Los pulmones sangraban.

Sin cesar un instante sus atentos cuidados, por encima del yacente que liberaban, manipulaban, aliviaban, los reanimadores tuvieron un conciliábulo.

Si la hemorragia no se detenía, es que las quemaduras del tejido pulmonar eran demasiado graves para cicatrizarse. En ese caso, había que abrir a Coban y reemplazarle los pulmones.

Objeciones:

Demora inevitable para hacer venir pulmones nuevos (tres pares, para más seguridad) del Banco Internacional órganos: llamada por radio, embalaje, transporte al avión, travesía Ginebra — Sydney, transborde, travesía Sydney — EPI: todo 20 horas.

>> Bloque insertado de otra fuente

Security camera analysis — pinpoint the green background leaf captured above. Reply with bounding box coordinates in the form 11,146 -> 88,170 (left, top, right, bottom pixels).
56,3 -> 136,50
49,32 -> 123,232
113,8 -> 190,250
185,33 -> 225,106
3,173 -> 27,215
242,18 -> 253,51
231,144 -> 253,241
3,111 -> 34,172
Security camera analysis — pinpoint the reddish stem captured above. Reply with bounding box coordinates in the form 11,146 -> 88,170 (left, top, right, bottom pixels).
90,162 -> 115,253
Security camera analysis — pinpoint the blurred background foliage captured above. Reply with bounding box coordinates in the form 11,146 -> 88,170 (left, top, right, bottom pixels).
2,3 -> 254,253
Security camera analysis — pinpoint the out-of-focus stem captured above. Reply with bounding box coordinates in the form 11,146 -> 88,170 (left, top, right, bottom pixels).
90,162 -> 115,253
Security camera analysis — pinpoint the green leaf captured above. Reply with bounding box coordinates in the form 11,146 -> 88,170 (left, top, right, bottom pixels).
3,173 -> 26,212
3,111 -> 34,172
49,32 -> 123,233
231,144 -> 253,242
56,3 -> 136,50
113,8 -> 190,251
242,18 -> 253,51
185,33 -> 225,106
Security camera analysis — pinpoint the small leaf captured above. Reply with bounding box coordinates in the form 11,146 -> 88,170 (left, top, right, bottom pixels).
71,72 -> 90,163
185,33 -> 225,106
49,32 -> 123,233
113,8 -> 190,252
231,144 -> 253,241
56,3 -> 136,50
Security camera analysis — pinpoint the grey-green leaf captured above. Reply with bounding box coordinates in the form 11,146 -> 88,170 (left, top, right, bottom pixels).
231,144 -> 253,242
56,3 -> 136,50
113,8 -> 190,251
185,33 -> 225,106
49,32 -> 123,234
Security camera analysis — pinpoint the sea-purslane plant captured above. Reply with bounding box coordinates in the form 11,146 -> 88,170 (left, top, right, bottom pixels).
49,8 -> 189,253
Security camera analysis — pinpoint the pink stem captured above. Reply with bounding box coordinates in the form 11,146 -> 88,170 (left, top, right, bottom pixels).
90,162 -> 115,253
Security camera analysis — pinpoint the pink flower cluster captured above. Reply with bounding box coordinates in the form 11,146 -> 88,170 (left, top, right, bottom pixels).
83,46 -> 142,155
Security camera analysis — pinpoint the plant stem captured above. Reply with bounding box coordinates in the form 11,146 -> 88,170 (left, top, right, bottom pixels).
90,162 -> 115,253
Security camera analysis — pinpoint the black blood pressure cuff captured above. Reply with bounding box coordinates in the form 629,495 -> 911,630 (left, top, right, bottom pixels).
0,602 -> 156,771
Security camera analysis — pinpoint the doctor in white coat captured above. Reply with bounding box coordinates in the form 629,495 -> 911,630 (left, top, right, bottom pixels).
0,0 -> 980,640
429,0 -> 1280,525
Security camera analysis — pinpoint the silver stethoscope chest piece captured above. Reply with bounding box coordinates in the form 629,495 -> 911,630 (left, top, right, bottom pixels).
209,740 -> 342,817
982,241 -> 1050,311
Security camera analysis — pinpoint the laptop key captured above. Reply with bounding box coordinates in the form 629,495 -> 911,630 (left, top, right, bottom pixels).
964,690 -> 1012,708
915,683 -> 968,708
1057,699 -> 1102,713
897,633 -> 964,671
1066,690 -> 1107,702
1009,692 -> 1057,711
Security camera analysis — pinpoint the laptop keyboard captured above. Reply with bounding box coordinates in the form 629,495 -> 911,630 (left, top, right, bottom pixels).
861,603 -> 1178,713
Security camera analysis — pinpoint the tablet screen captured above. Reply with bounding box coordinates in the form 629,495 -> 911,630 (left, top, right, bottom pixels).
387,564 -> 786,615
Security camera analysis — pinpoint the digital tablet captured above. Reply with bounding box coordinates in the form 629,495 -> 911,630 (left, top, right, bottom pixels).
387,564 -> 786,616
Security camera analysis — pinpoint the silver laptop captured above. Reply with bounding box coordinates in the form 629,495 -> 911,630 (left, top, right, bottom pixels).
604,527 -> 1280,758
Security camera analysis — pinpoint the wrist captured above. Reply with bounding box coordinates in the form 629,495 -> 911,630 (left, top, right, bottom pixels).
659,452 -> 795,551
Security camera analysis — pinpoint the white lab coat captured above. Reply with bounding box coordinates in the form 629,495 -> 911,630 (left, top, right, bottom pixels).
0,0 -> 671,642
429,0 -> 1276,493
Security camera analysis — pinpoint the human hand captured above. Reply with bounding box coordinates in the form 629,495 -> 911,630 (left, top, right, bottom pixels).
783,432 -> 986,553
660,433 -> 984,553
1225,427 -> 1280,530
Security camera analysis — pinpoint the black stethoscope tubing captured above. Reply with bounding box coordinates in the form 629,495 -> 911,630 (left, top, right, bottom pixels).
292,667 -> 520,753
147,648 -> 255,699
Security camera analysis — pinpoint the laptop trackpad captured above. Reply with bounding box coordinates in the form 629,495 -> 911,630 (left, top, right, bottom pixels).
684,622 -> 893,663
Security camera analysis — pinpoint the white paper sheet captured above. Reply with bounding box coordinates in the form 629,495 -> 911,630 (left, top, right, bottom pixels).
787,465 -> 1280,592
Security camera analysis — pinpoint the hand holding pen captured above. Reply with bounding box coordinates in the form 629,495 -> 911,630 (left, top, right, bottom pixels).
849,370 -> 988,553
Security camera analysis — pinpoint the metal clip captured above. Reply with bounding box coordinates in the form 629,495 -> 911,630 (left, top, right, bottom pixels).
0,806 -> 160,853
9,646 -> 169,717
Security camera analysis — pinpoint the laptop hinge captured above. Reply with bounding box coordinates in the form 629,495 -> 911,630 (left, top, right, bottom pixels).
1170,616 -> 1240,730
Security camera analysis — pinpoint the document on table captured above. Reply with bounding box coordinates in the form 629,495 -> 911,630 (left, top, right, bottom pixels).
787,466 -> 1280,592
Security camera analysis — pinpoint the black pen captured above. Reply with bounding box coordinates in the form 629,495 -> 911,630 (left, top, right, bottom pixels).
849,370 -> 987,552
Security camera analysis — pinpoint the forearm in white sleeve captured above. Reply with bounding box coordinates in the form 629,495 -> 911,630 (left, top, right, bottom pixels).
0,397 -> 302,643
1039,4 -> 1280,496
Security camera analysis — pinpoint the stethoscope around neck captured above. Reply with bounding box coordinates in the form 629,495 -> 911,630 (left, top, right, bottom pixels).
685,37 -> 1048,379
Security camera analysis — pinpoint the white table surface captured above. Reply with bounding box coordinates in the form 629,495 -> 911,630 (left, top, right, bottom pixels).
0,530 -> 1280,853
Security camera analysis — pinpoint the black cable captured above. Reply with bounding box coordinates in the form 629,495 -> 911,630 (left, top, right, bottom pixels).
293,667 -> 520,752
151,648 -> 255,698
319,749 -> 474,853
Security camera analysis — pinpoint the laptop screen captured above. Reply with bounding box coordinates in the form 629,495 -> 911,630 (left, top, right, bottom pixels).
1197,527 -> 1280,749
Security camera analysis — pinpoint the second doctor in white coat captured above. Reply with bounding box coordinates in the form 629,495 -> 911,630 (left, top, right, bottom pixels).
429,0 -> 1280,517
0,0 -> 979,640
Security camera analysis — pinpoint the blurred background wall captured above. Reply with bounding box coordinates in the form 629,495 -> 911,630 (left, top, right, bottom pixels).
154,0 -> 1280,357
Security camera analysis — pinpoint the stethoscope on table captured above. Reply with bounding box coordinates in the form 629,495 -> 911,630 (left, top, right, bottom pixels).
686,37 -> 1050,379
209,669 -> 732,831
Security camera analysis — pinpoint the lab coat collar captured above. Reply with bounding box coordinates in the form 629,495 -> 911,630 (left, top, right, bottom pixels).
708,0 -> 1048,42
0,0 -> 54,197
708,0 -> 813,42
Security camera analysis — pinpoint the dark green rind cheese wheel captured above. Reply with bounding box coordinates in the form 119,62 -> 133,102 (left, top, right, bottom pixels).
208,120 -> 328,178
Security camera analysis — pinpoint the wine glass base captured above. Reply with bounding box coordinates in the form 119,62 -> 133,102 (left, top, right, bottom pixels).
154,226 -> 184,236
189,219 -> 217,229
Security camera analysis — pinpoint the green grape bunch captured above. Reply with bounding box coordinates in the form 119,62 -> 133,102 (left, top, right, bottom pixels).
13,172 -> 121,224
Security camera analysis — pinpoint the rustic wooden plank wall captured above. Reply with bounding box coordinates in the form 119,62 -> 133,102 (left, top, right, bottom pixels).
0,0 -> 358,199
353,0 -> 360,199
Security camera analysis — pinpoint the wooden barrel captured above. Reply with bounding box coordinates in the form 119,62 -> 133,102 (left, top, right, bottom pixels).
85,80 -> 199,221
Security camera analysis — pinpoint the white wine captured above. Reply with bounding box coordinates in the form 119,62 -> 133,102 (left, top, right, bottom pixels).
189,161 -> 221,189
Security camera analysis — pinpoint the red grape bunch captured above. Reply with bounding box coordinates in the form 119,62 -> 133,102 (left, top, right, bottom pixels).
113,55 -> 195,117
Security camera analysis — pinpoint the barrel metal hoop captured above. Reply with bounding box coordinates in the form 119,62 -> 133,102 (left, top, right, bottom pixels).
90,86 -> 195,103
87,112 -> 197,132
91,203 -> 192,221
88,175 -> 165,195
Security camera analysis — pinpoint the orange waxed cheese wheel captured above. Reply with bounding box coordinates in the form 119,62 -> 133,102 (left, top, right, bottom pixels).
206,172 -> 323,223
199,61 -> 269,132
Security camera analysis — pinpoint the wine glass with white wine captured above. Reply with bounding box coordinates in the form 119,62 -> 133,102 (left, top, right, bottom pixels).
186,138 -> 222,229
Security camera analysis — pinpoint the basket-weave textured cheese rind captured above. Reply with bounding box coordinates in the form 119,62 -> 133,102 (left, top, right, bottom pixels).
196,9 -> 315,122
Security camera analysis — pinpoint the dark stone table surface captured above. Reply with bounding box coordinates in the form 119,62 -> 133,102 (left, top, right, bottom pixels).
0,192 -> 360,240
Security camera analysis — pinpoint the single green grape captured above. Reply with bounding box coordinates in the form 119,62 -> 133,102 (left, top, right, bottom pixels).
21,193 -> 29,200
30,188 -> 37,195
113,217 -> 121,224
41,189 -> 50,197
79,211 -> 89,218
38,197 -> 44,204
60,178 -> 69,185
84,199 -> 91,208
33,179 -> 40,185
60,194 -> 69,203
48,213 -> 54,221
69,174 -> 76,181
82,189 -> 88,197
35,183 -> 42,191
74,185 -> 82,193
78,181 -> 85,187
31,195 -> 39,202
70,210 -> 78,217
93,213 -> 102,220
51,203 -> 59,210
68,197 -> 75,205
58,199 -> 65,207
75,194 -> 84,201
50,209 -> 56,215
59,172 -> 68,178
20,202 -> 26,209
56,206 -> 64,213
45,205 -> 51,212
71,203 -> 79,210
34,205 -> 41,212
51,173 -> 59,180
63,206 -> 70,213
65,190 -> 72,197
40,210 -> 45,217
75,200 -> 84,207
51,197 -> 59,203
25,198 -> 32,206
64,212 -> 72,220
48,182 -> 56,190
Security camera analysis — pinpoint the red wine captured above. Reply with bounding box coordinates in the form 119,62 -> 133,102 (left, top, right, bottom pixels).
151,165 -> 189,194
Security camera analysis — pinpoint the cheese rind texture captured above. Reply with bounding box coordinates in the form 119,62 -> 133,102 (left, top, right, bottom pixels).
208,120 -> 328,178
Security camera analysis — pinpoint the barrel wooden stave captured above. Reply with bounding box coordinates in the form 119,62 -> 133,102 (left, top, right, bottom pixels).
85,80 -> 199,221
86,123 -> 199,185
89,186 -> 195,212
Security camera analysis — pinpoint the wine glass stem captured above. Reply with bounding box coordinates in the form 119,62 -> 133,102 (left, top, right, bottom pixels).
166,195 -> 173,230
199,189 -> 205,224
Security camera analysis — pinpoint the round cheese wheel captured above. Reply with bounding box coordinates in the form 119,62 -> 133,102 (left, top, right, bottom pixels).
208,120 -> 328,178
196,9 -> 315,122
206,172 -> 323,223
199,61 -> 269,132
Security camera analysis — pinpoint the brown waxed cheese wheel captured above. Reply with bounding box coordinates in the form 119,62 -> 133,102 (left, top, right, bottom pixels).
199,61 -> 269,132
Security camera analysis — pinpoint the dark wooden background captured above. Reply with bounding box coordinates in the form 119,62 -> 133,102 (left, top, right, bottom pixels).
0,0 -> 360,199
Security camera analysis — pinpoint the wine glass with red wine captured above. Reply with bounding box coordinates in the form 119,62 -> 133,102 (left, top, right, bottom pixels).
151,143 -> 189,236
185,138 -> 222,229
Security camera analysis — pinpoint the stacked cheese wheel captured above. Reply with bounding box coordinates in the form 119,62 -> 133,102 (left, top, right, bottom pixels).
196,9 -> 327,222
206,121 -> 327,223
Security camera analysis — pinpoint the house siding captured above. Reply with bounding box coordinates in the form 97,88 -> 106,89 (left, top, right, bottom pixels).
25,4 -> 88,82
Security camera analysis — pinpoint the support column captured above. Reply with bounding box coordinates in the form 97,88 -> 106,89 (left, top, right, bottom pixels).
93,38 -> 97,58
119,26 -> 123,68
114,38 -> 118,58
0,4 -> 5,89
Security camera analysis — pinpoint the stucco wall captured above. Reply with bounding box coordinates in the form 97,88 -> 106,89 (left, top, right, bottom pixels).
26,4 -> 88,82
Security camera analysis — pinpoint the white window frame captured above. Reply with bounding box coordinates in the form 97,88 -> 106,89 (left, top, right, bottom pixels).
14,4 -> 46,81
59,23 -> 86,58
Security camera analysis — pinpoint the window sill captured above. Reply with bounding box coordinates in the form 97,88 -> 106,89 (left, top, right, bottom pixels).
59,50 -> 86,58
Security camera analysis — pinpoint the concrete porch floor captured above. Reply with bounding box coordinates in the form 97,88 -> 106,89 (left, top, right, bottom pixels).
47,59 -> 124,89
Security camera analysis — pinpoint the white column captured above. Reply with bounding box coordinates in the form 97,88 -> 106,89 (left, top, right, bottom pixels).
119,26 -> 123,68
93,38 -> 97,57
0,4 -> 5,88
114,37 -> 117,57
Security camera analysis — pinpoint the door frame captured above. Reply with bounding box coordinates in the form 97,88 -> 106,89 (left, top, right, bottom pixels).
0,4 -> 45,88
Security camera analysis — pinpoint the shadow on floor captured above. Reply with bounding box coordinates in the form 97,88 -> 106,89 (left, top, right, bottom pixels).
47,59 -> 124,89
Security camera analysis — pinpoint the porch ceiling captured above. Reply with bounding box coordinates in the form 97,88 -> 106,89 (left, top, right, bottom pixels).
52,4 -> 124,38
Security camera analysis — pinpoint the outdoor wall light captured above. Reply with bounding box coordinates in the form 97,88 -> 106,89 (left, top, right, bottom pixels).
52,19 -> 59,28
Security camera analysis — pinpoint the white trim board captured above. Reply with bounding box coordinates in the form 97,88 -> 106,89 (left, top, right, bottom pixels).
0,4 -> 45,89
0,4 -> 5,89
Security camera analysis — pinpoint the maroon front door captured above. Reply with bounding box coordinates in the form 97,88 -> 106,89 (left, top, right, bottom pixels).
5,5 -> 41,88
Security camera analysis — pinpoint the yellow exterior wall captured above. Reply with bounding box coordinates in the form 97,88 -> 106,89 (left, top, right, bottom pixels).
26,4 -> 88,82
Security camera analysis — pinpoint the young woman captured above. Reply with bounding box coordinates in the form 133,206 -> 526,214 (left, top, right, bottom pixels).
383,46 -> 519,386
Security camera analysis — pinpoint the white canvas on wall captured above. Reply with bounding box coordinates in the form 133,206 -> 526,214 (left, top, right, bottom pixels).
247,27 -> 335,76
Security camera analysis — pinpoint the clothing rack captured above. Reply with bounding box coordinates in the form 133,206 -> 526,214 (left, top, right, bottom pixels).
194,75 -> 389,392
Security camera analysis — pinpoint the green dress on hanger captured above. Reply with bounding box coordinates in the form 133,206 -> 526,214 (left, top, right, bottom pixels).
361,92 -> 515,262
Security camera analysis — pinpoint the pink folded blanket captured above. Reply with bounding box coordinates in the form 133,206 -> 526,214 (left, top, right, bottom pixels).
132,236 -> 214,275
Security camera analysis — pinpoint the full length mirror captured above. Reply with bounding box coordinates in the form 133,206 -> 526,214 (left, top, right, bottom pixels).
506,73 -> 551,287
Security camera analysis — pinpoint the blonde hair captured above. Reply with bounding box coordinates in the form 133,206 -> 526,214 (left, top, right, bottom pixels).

— No se olvide los trámites militares de mierda… Los papeles de aduana…

— No me imagino que van a…

— Todo es posible. Calcule el doble de tiempo.

— Cuarenta horas.

Mantener a Coban con vida durante ese tiempo. Necesidad de sangre para transfusión. Test Sanguíneo de la sangre de Coban, inmediatamente. Grupo y subgrupo rojos, grupo y subgrupo blancos.

Un enfermero despejó, la mano y el pliegue del codo izquierdo.

Mismo problema para la operación: sangre en cantidad, prever el doble.